His former MITS colleagues recalled that Dr. Roberts could be hardheaded as well. “Unlike the rest of us, Bill never backed down from Ed Roberts face to face,” David Bunnell, a former MITS employee, said in 2001. “When they disagreed, sparks flew.”
Over the years, people have credited others with inventing the personal computer, including the Xerox Palo Alto Research Center, Apple and I.B.M. But Paul E. Ceruzzi, a technology historian at the Smithsonian Institution, wrote in “ History of Modern Computing” (MIT Press, 1998) that “H. Edward Roberts, the Altair’s designer, deserves credit as the inventor of the personal computer.”
Mr. Ceruzzi noted the “utter improbability and unpredictability” of having one of the most significant inventions of the 20th century come to life from such a seemingly obscure origin. “But Albuquerque it was,” Mr. Ceruzzi wrote, “for it was only at MITS that the technical and social components of personal computing converged.”
H. Edward Roberts was born in Miami on Sept. 13, 1941. His father, Henry Melvin Roberts, ran a household appliance repair service, and his mother, Edna Wilcher Roberts, was a nurse. As a young man, he wanted to be a doctor and, in fact, became intrigued by electronics working with doctors at the University of Miami who were doing experimental heart surgery. He built the electronics for a heart-lung machine. “That’s how I got into it,” Dr. Roberts recalled in 2001.
So he abandoned his intended field and majored in electrical engineering at Oklahoma State University. Then, he worked on a room-size I.B.M. computer. But the power of computing, Dr. Roberts recalled, “opened up a whole new world. And I began thinking, What if you gave everyone a computer?”
In addition to his sons Martin, of Glenwood, Ga., and John David, of Eastman, Ga., Dr. Roberts is survived by his mother, Edna Wilcher Roberts, of Dublin, Ga., his wife, Rosa Roberts of Cochran; his sons Edward, of Atlanta, and Melvin and Clark, both of Athens, Ga.; his daughter, Dawn Roberts, of Warner Robins, Ga.; three grandchildren and one great-grandchild.

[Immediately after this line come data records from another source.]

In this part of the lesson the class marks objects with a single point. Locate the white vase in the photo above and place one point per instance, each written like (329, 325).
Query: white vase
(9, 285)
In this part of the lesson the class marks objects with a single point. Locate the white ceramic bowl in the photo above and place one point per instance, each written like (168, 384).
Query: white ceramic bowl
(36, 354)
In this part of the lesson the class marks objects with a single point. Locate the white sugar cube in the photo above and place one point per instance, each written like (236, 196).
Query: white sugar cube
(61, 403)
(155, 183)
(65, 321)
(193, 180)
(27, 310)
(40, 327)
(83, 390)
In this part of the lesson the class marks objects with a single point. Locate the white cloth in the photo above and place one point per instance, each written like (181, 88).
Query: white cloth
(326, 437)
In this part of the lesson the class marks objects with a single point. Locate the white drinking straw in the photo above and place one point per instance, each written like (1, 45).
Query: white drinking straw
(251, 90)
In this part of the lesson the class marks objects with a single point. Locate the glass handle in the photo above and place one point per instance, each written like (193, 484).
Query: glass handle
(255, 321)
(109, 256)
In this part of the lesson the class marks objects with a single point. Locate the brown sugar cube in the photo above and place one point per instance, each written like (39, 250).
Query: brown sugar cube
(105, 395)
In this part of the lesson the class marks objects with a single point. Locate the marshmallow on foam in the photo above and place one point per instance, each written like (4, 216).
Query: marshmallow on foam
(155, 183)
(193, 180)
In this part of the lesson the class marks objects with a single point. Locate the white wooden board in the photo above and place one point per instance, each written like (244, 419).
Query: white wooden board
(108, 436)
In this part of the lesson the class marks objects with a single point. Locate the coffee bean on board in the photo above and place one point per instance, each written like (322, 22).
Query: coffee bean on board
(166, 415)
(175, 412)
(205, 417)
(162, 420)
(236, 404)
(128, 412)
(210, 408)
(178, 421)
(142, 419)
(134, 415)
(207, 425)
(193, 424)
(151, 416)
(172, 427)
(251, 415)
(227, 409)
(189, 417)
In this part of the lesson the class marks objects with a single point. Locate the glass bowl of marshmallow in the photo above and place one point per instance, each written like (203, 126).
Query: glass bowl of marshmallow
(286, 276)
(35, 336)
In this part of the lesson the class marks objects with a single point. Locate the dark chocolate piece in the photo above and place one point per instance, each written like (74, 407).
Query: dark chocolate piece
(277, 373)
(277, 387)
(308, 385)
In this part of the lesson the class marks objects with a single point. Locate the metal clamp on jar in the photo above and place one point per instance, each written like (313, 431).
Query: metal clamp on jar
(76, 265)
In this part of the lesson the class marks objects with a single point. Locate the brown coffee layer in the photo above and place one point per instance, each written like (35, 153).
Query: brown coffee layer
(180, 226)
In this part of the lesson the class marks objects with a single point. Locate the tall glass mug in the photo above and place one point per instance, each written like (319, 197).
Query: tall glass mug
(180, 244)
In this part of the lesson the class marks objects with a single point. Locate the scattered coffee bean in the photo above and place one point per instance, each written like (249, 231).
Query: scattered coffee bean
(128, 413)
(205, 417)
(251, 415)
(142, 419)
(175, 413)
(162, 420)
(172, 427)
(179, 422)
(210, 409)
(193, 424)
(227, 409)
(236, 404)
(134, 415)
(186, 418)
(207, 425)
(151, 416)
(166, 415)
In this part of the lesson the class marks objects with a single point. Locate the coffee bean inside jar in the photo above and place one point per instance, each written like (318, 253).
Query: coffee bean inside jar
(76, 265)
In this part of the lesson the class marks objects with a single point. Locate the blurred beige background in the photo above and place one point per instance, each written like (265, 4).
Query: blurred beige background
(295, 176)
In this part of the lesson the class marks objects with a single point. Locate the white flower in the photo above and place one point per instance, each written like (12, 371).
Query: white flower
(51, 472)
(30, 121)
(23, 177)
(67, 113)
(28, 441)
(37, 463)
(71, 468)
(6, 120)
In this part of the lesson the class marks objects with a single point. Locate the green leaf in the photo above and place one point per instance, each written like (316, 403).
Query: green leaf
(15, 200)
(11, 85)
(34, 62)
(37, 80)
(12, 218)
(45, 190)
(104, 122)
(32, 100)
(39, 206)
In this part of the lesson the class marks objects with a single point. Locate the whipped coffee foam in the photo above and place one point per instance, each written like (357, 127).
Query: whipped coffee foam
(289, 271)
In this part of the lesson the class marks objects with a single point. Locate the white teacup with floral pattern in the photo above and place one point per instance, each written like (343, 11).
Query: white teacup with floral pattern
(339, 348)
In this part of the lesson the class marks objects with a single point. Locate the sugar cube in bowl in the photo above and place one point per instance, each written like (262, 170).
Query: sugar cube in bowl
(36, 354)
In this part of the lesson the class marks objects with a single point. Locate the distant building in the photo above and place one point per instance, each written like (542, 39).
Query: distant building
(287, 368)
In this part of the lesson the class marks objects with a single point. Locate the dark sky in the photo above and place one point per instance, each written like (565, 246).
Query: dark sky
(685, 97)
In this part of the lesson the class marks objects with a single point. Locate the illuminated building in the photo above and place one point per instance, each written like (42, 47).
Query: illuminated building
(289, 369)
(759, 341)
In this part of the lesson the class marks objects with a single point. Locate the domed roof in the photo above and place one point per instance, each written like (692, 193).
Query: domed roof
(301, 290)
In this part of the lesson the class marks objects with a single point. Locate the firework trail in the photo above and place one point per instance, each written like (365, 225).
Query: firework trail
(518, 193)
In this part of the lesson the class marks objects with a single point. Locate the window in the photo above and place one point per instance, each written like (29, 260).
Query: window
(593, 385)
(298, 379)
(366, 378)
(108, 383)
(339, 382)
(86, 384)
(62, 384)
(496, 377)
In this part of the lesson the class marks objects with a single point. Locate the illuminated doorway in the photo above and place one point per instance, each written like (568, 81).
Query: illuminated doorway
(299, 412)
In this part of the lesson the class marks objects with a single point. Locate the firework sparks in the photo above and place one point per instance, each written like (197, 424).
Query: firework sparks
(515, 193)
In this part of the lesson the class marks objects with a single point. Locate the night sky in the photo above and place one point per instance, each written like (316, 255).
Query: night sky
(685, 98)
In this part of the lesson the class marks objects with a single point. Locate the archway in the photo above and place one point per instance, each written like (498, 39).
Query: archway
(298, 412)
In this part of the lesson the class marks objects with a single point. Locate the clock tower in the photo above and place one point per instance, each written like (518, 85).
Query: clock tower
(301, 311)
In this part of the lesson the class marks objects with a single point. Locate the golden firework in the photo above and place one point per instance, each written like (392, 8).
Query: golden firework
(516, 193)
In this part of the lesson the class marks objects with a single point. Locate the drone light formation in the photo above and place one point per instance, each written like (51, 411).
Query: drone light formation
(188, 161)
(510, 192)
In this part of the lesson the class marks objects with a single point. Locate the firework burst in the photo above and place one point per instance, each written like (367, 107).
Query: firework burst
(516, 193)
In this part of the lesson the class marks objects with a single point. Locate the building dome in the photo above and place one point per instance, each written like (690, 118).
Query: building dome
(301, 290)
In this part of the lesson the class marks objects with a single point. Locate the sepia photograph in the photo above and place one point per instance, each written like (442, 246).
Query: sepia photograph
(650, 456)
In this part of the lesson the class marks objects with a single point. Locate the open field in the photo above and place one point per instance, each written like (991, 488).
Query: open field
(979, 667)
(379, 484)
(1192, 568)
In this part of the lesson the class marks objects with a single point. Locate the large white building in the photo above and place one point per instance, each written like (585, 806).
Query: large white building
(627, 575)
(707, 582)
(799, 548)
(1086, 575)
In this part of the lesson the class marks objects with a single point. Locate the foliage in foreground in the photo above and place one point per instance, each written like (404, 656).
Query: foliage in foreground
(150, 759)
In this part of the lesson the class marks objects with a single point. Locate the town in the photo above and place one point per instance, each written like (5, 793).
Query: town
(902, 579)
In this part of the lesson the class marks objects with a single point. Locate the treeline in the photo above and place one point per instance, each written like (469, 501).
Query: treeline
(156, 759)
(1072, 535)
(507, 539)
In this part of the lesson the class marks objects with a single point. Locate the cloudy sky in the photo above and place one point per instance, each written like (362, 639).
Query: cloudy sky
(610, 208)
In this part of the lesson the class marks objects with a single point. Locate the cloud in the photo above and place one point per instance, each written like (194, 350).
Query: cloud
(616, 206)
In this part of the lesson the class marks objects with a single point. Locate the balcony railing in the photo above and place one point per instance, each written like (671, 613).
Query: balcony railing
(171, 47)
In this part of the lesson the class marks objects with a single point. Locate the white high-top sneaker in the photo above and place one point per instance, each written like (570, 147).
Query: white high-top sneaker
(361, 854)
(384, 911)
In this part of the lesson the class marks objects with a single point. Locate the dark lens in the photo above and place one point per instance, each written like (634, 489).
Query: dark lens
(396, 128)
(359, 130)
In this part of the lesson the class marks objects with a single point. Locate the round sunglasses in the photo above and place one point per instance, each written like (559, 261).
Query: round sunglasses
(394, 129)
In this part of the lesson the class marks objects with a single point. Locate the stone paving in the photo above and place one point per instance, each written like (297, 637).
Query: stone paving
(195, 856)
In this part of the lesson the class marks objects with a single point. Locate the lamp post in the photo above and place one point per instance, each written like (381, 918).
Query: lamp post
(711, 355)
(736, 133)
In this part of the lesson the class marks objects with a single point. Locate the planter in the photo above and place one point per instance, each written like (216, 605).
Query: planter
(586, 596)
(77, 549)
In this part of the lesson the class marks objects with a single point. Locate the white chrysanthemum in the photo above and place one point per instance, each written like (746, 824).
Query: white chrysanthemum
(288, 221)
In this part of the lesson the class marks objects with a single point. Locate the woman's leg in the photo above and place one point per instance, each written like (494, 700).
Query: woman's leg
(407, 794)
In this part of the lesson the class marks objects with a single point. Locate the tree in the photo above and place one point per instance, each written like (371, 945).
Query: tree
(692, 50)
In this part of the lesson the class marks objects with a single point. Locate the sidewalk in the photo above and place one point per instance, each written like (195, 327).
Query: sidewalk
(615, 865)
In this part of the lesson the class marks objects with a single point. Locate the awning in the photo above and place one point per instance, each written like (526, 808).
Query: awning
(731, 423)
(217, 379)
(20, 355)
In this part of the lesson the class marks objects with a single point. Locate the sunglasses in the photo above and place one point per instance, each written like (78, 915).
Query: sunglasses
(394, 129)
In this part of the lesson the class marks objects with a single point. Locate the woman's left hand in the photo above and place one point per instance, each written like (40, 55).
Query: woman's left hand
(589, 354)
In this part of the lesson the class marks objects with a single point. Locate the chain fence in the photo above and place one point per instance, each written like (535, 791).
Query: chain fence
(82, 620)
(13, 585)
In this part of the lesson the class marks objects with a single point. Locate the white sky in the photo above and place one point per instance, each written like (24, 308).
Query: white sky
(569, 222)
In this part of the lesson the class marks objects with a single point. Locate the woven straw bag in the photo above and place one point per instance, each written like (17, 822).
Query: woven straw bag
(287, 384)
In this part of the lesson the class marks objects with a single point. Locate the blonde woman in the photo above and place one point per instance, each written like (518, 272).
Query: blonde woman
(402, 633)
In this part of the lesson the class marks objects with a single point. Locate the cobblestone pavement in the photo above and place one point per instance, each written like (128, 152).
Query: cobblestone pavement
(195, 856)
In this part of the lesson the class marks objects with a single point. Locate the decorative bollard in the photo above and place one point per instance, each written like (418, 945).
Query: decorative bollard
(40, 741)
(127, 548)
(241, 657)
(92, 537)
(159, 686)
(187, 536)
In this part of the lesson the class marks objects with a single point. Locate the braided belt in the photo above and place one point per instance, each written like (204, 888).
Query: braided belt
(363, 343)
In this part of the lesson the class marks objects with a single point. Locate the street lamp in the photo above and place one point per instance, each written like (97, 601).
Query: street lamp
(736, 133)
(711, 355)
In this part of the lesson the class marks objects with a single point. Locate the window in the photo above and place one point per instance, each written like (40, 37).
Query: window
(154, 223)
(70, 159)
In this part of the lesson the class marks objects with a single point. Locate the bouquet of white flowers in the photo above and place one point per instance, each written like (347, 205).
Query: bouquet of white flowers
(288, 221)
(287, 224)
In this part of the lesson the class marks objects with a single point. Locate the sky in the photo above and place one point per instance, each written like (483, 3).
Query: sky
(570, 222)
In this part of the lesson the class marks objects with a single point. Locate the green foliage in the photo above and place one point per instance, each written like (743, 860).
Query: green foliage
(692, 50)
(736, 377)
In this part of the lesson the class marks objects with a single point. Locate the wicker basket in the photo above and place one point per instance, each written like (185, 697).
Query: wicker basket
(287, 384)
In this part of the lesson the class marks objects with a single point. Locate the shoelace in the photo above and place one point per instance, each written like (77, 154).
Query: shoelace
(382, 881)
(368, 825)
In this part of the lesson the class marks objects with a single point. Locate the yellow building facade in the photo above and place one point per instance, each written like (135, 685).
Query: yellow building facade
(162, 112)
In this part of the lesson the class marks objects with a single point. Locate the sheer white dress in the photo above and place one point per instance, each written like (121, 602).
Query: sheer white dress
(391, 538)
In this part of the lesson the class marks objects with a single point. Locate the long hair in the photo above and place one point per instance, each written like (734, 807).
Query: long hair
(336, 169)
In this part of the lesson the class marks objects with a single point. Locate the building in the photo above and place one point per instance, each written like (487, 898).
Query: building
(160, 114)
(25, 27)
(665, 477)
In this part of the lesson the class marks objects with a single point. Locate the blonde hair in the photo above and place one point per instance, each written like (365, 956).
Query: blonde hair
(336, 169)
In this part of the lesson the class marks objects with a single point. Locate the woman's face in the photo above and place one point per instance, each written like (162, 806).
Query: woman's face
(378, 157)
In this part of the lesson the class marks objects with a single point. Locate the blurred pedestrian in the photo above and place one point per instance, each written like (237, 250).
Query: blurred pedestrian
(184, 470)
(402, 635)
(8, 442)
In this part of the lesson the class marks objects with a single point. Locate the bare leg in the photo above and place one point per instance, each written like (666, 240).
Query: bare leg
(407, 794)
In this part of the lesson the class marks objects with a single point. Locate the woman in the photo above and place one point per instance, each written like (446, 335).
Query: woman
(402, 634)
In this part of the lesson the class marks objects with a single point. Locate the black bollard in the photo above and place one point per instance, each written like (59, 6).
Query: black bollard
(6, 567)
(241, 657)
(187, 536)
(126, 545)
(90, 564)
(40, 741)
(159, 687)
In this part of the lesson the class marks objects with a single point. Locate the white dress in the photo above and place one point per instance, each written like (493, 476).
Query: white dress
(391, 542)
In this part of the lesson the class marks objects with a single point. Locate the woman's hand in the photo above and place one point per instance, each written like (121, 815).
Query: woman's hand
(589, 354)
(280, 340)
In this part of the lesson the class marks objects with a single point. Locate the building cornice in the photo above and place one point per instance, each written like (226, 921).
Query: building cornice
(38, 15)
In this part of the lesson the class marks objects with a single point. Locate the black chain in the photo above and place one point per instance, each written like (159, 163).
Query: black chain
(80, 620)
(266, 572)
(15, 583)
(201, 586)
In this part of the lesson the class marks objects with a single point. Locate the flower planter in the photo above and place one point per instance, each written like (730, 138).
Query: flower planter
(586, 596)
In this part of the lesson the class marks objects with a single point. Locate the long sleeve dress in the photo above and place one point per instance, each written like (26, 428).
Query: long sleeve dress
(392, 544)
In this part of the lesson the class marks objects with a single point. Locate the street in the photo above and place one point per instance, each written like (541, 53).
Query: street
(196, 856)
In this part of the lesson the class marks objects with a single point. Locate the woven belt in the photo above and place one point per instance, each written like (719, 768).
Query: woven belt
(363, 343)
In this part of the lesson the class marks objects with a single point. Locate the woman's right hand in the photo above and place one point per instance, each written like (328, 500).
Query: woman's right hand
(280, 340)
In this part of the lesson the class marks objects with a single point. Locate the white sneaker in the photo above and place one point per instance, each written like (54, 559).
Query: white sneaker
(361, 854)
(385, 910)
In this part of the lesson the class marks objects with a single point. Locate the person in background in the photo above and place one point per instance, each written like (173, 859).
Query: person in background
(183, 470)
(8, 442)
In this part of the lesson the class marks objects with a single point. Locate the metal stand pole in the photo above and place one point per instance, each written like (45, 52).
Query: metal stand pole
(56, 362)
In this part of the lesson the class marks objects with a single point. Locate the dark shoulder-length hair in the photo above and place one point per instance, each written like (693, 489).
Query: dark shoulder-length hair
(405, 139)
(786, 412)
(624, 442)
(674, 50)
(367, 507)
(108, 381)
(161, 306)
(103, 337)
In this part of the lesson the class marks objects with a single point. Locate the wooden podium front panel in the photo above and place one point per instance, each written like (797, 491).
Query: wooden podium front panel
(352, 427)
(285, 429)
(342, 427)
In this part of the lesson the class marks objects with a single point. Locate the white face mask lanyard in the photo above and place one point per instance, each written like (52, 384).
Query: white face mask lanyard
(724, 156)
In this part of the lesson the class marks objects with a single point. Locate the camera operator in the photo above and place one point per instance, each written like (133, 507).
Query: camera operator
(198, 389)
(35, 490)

His previous two marriages, to Donna Mauldin Roberts and Joan C. Roberts, ended in divorce.
His sons said Dr. Roberts never gave up his love for making things, for tinkering and invention. He was an accomplished woodworker, making furniture for his household, family and friends. He made a Star Wars-style light saber for a neighbor’s son, using light-emitting diodes. And several years ago he designed his own electronic medical records software, though he never tried to market it, his son Dr. Roberts said.
“Once he figured something out,” he added, “he was on to the next thing.”